Scottish Daily Mail

Why finding £20 doesn’t make up for losing a tenner

MARCUS BERKMANN

- by Dan Ariely and Jeff Kreisler (Bluebird £16.99)

AS SOMEONE who has been broke for as long as I can remember, I need this book. In fact, the only way I could need it more would be if its pages were hollowed out and filled with banknotes. That really would be helpful.

Small Change is subtitled Money Mishaps And How To Avoid Them and is aimed squarely at those of us who thought we had a spare fiver in that trouser pocket and turn out not to.

They start with gambling. Don’t do it, at all. You won’t win. No one ever does. The authors tell a terrible tale of a man who went to Las Vegas with $5, and through extraordin­ary luck increased this over a weekend to $300million. Then he bet the lot on the turn of a card and lost. When he got home he was asked how much he had lost and he said $5. This is the gambler’s mentality: self-denial to the point of mental illness.

Dan and Jeff are excellent on the pain of paying for things. Jeff goes on honeymoon and pays for the whole thing upfront. He has friends who go on the same holiday and pay for things as they emerge: drinks at bars, meals at restaurant­s, absurdly expensive deckchairs on beaches. They probably pay less than Jeff and his wife do in the end, but the agony of constantly having to cough up ruins their holiday.

The best way to stop buying stuff, therefore, is to increase that pain. Dan and Jeff talk of ‘salience’, which is the grown-up term for awareness of something — in this case payment. Paying with cash has built-in salience. We hand over the notes, and we get only coins in change, so we know that something has cost us. Credit cards have much less salience: we’re putting off paying until much later, so we can forget about it. And digital payments have barely any salience at all.
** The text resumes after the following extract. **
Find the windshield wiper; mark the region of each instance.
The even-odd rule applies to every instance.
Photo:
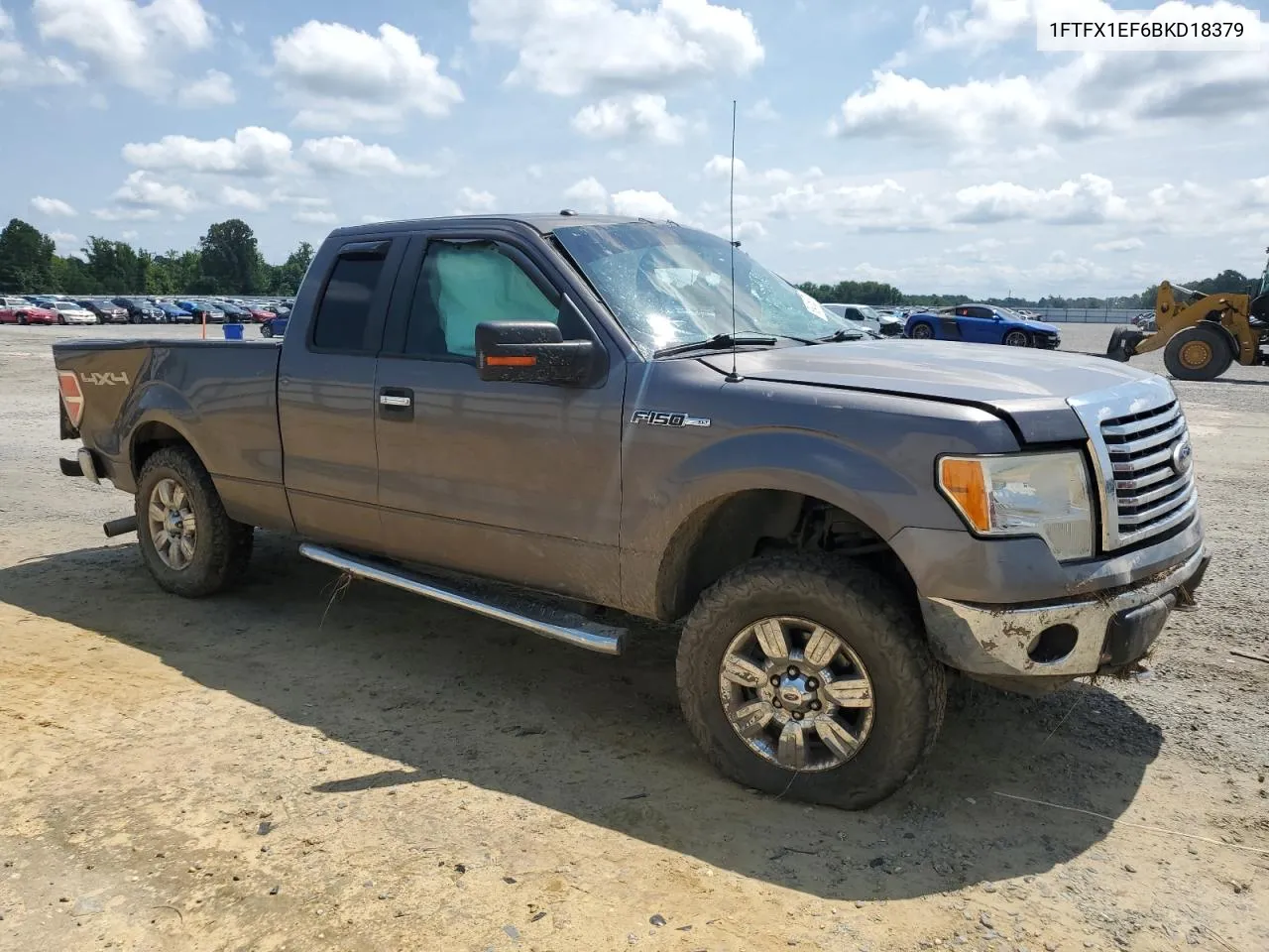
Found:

Have you ever bought anything off the internet late at night when slightly drunk? Were you at all surprised when the delivery men turned up with a sofa three days later?

We value gains and losses differentl­y, to the extent that if we lose a £10 note, the pain of doing so is about twice the pleasure we’d get if we picked up £10 on the street. In fact, the pain of losing £10 is equivalent to the pleasure of finding £20. Bonkers, if you think about it.

People value effort over expertise. A locksmith tells them that, when he started out, he took for ever to open a lock and often broke it in the process. He charged for the parts as well as his standard fee — people were happy to pay it and tipped him freely.

As he became more proficient and opened a lock quickly without breaking it, customers not only didn’t tip, but argued about his fee.

To whom do we turn for guidance in times of doubt and uncertaint­y? Dan and Jeff reveal that the person we trust the most is … ourself. They give countless examples of people making terrible decisions based on little more than a personal whim.

There’s some sound advice here, a lot of it cheerfully counter-intuitive. You won’t make any money from reading this book, more’s the pity, but it could turn out to be the most sensible £16.99 you’ve ever spent.